L’Austria ha nuovamente manifestato il suo sostegno politico a Israele, questa volta nel contesto dell’Eurovision Song Contest.

Mentre si intensifica il dibattito sulla possibilità di consentire a Israele di partecipare all’Eurovision Song Contest del 2026 a Vienna, il Ministro degli Esteri austriaco Beate Meinl-Reisinger ha lanciato un appello personale ai paesi affinché non boicottino la prossima edizione dell’Eurovision Song Contest, che si terrà a Vienna, a causa della partecipazione di Israele e delle preoccupazioni legate alla guerra a Gaza.

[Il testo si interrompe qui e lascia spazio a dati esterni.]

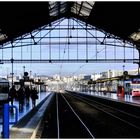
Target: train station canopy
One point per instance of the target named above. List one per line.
(115, 18)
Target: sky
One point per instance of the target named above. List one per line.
(61, 49)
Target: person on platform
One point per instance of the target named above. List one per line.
(12, 94)
(27, 95)
(34, 96)
(21, 98)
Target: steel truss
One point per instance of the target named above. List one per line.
(73, 41)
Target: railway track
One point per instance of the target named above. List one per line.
(81, 117)
(68, 123)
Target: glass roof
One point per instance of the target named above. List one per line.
(82, 8)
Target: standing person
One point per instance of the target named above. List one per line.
(27, 95)
(12, 94)
(21, 98)
(34, 96)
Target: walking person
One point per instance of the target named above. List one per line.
(27, 95)
(34, 96)
(12, 94)
(21, 98)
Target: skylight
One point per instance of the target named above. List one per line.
(82, 8)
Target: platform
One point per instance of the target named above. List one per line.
(127, 98)
(26, 108)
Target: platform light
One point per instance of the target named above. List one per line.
(135, 36)
(3, 37)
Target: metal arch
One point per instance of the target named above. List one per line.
(37, 40)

Martedì, il Consiglio di Amministrazione della radiotelevisione pubblica spagnola RTVE ha votato a favore del ritiro dall’edizione 2026 qualora Israele dovesse partecipare, diventando il quinto Paese a prendere tale impegno.

Paesi Bassi, Slovenia, Islanda e Irlanda hanno assunto posizioni simili, mentre l’emittente belga VRT ha dichiarato di sostenere questa linea.

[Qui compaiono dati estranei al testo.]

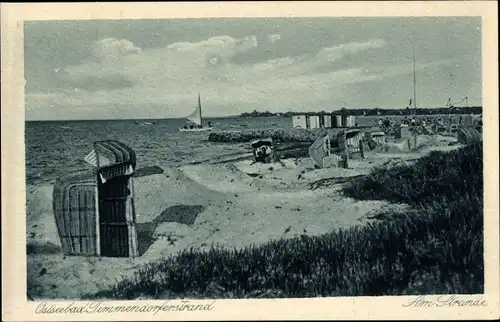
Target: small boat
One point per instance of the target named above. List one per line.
(144, 123)
(197, 119)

In una lettera inviata venerdì ai suoi omologhi di Spagna, Paesi Bassi, Slovenia, Islanda, Irlanda e Belgio, la ministra degli Esteri austriaca Beate Meinl-Reisinger li ha esortati a riconsiderare i piani di boicottaggio legati alla partecipazione di Israele e alla guerra in corso a Gaza: “In qualità di ministra degli Esteri del Paese ospitante, sono profondamente preoccupata dal rischio di una spaccatura all’interno della famiglia dell’Eurovision. Escludere Israele dall’Eurovision Song Contest o boicottare l’evento non farebbe altro che aggravare le divisioni e privare artisti e pubblico del dialogo, non allevierebbe la crisi umanitaria a Gaza né contribuirebbe a una soluzione politica sostenibile.”

L’Eurovision Song Contest, che sottolinea la propria neutralità politica, quest’anno è stato al centro di polemiche legate al conflitto a Gaza.

La mossa rappresenta un raro intervento diplomatico nelle questioni relative all’Eurovision Song Contest, a dimostrazione della determinazione dell’Austria a proteggere il concorso dalla polarizzazione politica. La Spagna ha recentemente annunciato che si ritirerà se Israele sarà autorizzato a partecipare, mentre altri paesi europei hanno espresso posizioni simili, con l’emittente belga VRT che ha dichiarato il suo sostegno.

Una decisione definitiva sulla partecipazione di Israele alla 70ª edizione dell’Eurovision Song Contest 2026 sarà presa il 4 e 5 dicembre 2025, durante l’Assemblea Generale dell’EBU-UER a Ginevra. Le emittenti pubbliche avranno poi tempo fino a metà dicembre per confermare la propria partecipazione al prossimo evento, in programma a Vienna il 12, 14 e 16 maggio 2026.